By Patrick C. Miller | August 14, 2018

Engineers at CalTech have taught a drone how to herd a flock of birds out of airport airspace to reduce the chances of bird strikes on manned aircraft.

Researchers at the university’s Center for Autonomous Systems and Technologies in Pasadena, California, developed a control algorithm that manages the flock as a single, contained entity—keeping the birds together while shifting their direction of travel. Piloted drones proved too unreliable for the task. The algorithm is presented in a study in IEEE Transactions on Robotics.

The project was inspired by the 2009 "Miracle on the Hudson," when US Airways Flight 1549 struck a flock of geese shortly after takeoff. Pilots Chesley Sullenberger and Jeffrey Skiles were forced to land in the Hudson River off Manhattan in New York.

"The passengers on Flight 1549 were only saved because the pilots were so skilled," says Soon-Jo Chung, an associate professor of aerospace and the principal investigator of the project. "It made me think that next time might not have such a happy ending. So I started looking into ways to protect airspace from birds by leveraging my research areas in autonomy and robotics."

Current strategies for controlling airspace include modifying the surrounding environment to make it less attractive to birds, using trained falcons to scare off flocks or deploying a drone to scare the birds. Chung said these strategies can be costly or—in the case of the piloted drone—unreliable.

"When herding birds away from an airspace, you have to be very careful in how you position your drone,” he said. “If it's too far away, it won't move the flock. And if it gets too close, you risk scattering the flock and making it completely uncontrollable. That's difficult to do with a piloted drone."

Bird herding by drone relies on the ability to manage the flock by keeping it together while shifting its direction of travel. Each bird in a flock reacts to changes in the behavior of the birds nearest to it until the entire flock changes course. If the external threat gets too zealous and rushes at the flock, the birds will panic and act individually, not collectively.

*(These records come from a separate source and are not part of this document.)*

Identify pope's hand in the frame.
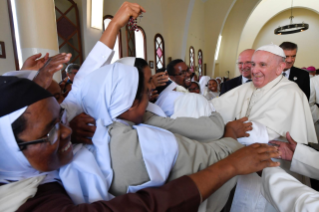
[70,113,96,144]
[269,132,297,161]
[21,53,49,71]
[111,2,146,29]
[229,143,281,175]
[225,117,253,138]
[33,53,72,89]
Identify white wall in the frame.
[253,8,319,68]
[218,0,259,78]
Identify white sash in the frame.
[146,102,167,117]
[60,120,114,204]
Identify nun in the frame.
[0,76,205,212]
[0,77,278,212]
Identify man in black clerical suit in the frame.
[219,49,255,95]
[280,42,310,100]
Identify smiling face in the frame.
[237,49,255,79]
[170,62,192,88]
[207,80,217,92]
[251,51,285,88]
[284,49,297,70]
[188,82,200,94]
[18,97,73,172]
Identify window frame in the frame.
[154,33,166,72]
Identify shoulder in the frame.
[109,121,136,137]
[276,77,304,96]
[291,66,309,78]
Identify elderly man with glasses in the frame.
[220,49,255,95]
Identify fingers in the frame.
[269,141,284,146]
[256,144,278,154]
[77,130,94,138]
[73,137,93,144]
[260,159,280,169]
[27,53,42,60]
[259,151,281,161]
[238,117,248,122]
[286,132,296,144]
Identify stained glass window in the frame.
[197,49,203,76]
[54,0,83,79]
[189,46,195,72]
[103,15,122,63]
[154,34,165,70]
[134,26,147,60]
[126,26,135,57]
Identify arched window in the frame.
[126,26,135,57]
[154,34,165,71]
[103,15,122,63]
[197,49,203,76]
[134,26,147,60]
[189,46,195,72]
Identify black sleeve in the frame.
[219,82,226,96]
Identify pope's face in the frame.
[251,51,285,88]
[284,49,297,70]
[237,50,255,79]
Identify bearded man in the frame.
[220,49,255,95]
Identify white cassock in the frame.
[309,76,319,140]
[212,75,317,212]
[155,81,215,118]
[262,144,319,212]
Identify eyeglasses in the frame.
[188,88,199,91]
[18,108,68,151]
[237,61,251,66]
[173,70,189,76]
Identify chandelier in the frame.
[275,0,309,35]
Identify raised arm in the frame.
[61,2,146,120]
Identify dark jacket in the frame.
[289,66,310,101]
[219,75,242,96]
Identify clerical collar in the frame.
[282,69,290,79]
[256,75,284,92]
[241,75,250,84]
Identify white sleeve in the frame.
[61,41,114,121]
[290,144,319,179]
[261,167,319,212]
[237,121,269,145]
[309,78,319,122]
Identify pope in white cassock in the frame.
[212,44,317,212]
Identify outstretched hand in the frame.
[228,143,281,175]
[112,2,146,29]
[225,117,253,139]
[152,72,168,87]
[69,113,96,144]
[269,132,297,161]
[33,53,72,89]
[21,53,49,71]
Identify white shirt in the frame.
[309,76,319,123]
[61,41,114,121]
[282,69,290,79]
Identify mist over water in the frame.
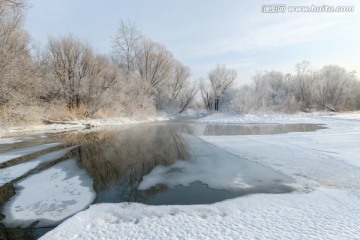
[0,122,322,239]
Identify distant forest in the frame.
[0,0,360,125]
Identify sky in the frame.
[25,0,360,84]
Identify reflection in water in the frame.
[76,125,190,202]
[0,123,322,239]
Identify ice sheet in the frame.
[139,135,294,190]
[0,147,74,186]
[0,142,64,163]
[2,159,95,227]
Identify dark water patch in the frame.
[134,181,295,205]
[0,122,323,239]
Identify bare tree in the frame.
[0,0,33,105]
[200,79,214,112]
[136,38,173,89]
[317,65,355,111]
[47,35,118,116]
[294,61,316,111]
[48,35,93,110]
[208,65,237,111]
[113,21,141,74]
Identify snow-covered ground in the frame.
[3,158,95,227]
[0,116,169,138]
[31,112,360,239]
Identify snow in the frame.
[0,142,65,163]
[3,159,95,227]
[139,135,293,190]
[0,116,169,138]
[40,189,360,240]
[30,112,360,239]
[0,147,74,187]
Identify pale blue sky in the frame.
[25,0,360,83]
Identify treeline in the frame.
[0,0,360,125]
[0,0,197,124]
[228,61,360,113]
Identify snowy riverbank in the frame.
[42,112,360,239]
[0,116,169,138]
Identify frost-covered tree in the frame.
[294,61,317,111]
[45,35,118,116]
[208,65,237,111]
[0,0,35,106]
[112,21,142,74]
[317,65,355,111]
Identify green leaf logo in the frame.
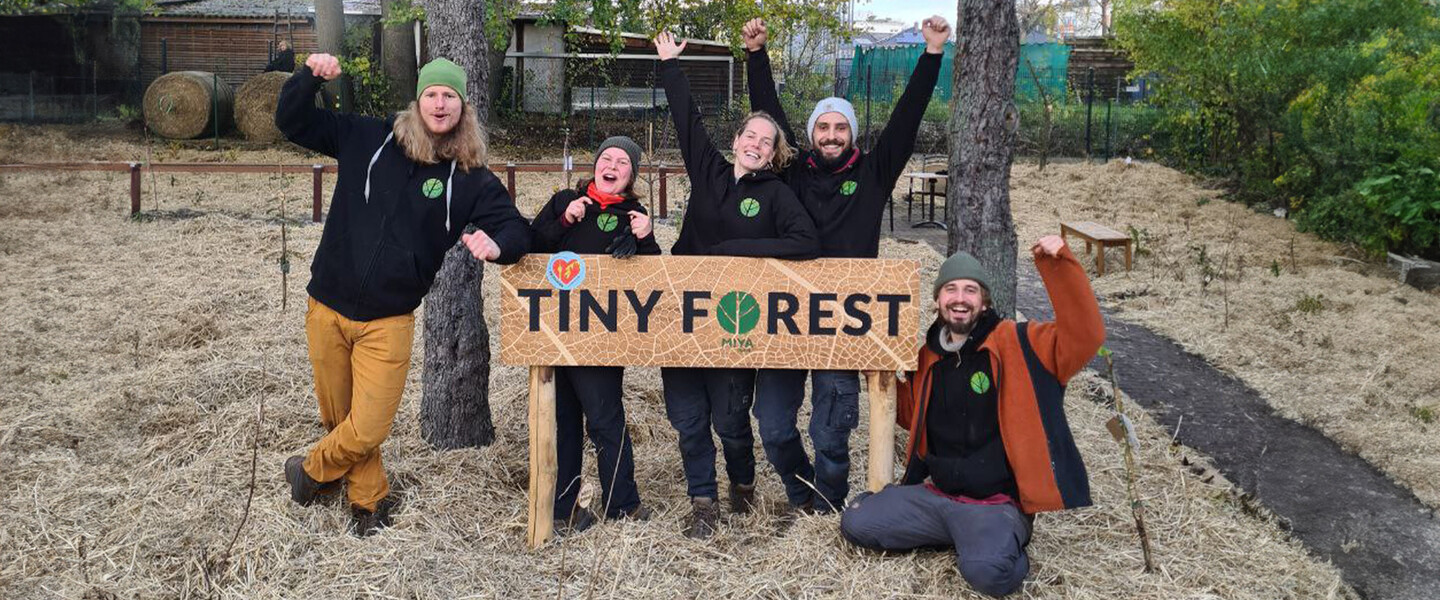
[971,371,989,394]
[420,177,445,200]
[740,199,760,217]
[716,292,760,335]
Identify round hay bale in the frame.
[235,71,289,141]
[144,71,235,140]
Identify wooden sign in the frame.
[500,252,920,371]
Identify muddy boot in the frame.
[685,496,720,540]
[350,495,399,538]
[554,505,600,535]
[730,483,755,515]
[285,456,323,506]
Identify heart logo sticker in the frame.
[544,252,585,289]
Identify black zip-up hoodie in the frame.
[906,308,1018,499]
[660,59,819,260]
[746,47,942,259]
[275,66,530,321]
[531,190,660,255]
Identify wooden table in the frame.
[1060,220,1132,275]
[904,173,950,229]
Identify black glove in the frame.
[605,232,636,259]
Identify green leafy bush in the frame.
[1116,0,1440,256]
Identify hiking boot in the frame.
[730,483,756,515]
[685,496,720,540]
[613,504,655,521]
[350,496,399,538]
[554,505,600,535]
[285,456,322,506]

"We carefully studied flock dynamics and interaction between flocks and pursuers to develop a mathematically sound herding algorithm that ensures safe relocation of flocks using autonomous drones," says Kyunam Kim, postdoctoral scholar in aerospace at Caltech and a co-author of the IEEE paper.

The team tested the algorithm on a flock of birds near a field in Korea and found that a single drone could keep a flock of dozens of birds out of a designated airspace. The effectiveness of the algorithm is only limited by the number and size of the incoming birds, Chung said, adding that the team plans to explore ways to scale the project up for multiple drones dealing with multiple flocks.